Dennis’ Local Almanac


70-degree days, where are you?

On Sunday, May 5, we were at the midpoint of spring and we’re still waiting for that elusive 70-degree day. Here at the halfway point, spring of 2024’s first six weeks are the chilliest on record with an average high temp of only 63.3 degrees. We’ve hit 69 for a high a couple of times but that’s about it. We’re still getting cold fronts from the northwest with even some rain showers on Saturday. Behind the front’s passage came strong gusty WNW winds that did a real number on our water temps. They scratched and clawed their way up to 62 last Friday, but yesterday, they plunged back into the mid 50s.

It doesn’t appear that it’s going to warm up much anytime soon as that stubborn trough of low pressure with its chilly temps is still loitering off most of the Pacific West Coast. Some parts of the Sierra Nevada picked up nearly 10 inches of snow down as low as 4,000 ft., and parts of the Cascades in the Northwest had upwards of a foot and a half down to 3,500 ft. It’s hard to predict what kind of summer we’ll get this year at this point, but an impending La Niña event might be a factor to some degree. Stay tuned on that one.

I’m sure that some of you out there have witnessed firsthand a powerful super cell thunderstorm and all the violent weather it has to offer. This month is the prime time for such atmospheric dramatics.

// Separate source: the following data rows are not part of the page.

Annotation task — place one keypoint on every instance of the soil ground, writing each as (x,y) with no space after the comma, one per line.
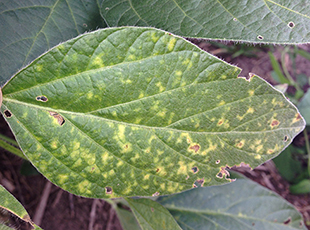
(65,211)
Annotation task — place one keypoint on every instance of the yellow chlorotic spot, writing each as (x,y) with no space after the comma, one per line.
(162,113)
(131,57)
(162,186)
(221,103)
(154,37)
(141,95)
(120,163)
(250,110)
(171,44)
(160,86)
(251,92)
(98,62)
(258,157)
(146,177)
(160,152)
(259,148)
(83,186)
(62,178)
(257,142)
(39,68)
(145,187)
(54,145)
(178,73)
(270,151)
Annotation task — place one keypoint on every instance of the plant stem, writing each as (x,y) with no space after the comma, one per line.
(12,149)
(307,148)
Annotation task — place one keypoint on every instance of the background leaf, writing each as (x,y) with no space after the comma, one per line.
(12,213)
(140,112)
(151,215)
(280,21)
(30,27)
(242,204)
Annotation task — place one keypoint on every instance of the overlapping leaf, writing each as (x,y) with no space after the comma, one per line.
(12,213)
(275,21)
(242,204)
(30,27)
(140,112)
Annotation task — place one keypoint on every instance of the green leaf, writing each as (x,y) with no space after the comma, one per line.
(33,26)
(140,112)
(304,107)
(242,204)
(151,215)
(282,21)
(302,187)
(127,219)
(12,213)
(288,167)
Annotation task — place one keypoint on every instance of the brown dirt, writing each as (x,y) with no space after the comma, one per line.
(65,211)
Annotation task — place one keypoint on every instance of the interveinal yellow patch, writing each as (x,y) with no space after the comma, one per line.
(97,62)
(171,44)
(154,37)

This year, April finished with the second highest number of reported tornadoes with 254. Only 2011 had more tornadoes nationwide with a whopping 354. If you’ve never been to the plains and America’s heartland of the Midwest in the spring, chances are you’ve never witnessed firsthand the kind of weather I’m talking about here.

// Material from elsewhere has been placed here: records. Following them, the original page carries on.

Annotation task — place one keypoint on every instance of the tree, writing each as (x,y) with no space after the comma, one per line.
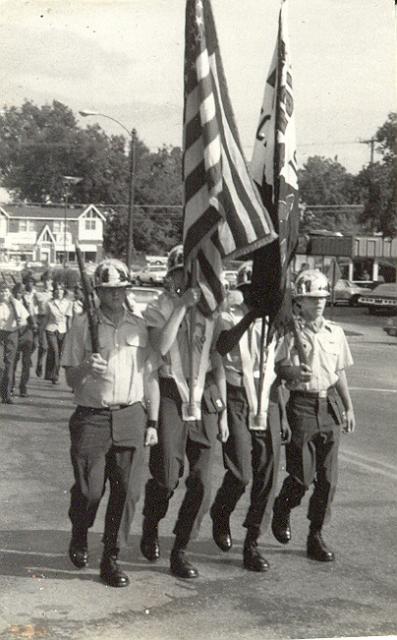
(158,221)
(39,145)
(323,181)
(377,183)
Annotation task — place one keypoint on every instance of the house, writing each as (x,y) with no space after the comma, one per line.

Out here in the West, especially everywhere west of the Rockies, we do have our share of some strong thunderstorms, but not with the magnitude of these storms anywhere east of the Continental Divide. There, different air masses come into play on quite a regular basis from April through June. During this period, the whole thing starts when a Pacific front moves onshore bringing some rain and wind, but generally below severe status as the surrounding air in the west is fairly stable as a rule.

Once that system crosses the Rockies it’s a whole different ball game – these Pacific-borne systems are now the property of a place known as “Tornado Alley” where the weather goes completely haywire. This Tornado Alley starts in Texas and stretches to the north sometimes all the way to the U.S. and Canadian border and beyond. When conditions are ripe, dangerous tornadoes form that are deadly and most destructive, similar to what’s going on as we speak. Not only do we have tornadoes of great concern, but then we have intense hailstorms that can produce hailstones as big as softballs or even larger on some occasions. On top of that, there are torrential rains up to a foot or more in just 24-48 hours, and on top of all that, there are dangerous straight-line winds as high as hurricane force.

I have personally witnessed all this insanity firsthand in early May of 1967 at a place called Amarillo, Texas Air Force Base in the North Texas area known as the Texas Panhandle (in the southern end of Tornado Alley) while I was attending weather school. Being a California native of Laguna Beach, I had no idea how intense these super cells could get, as here in town we only average a few thunderstorms per year, and they aren’t that severe. Boy, was I in for a real surprise! Gotta run.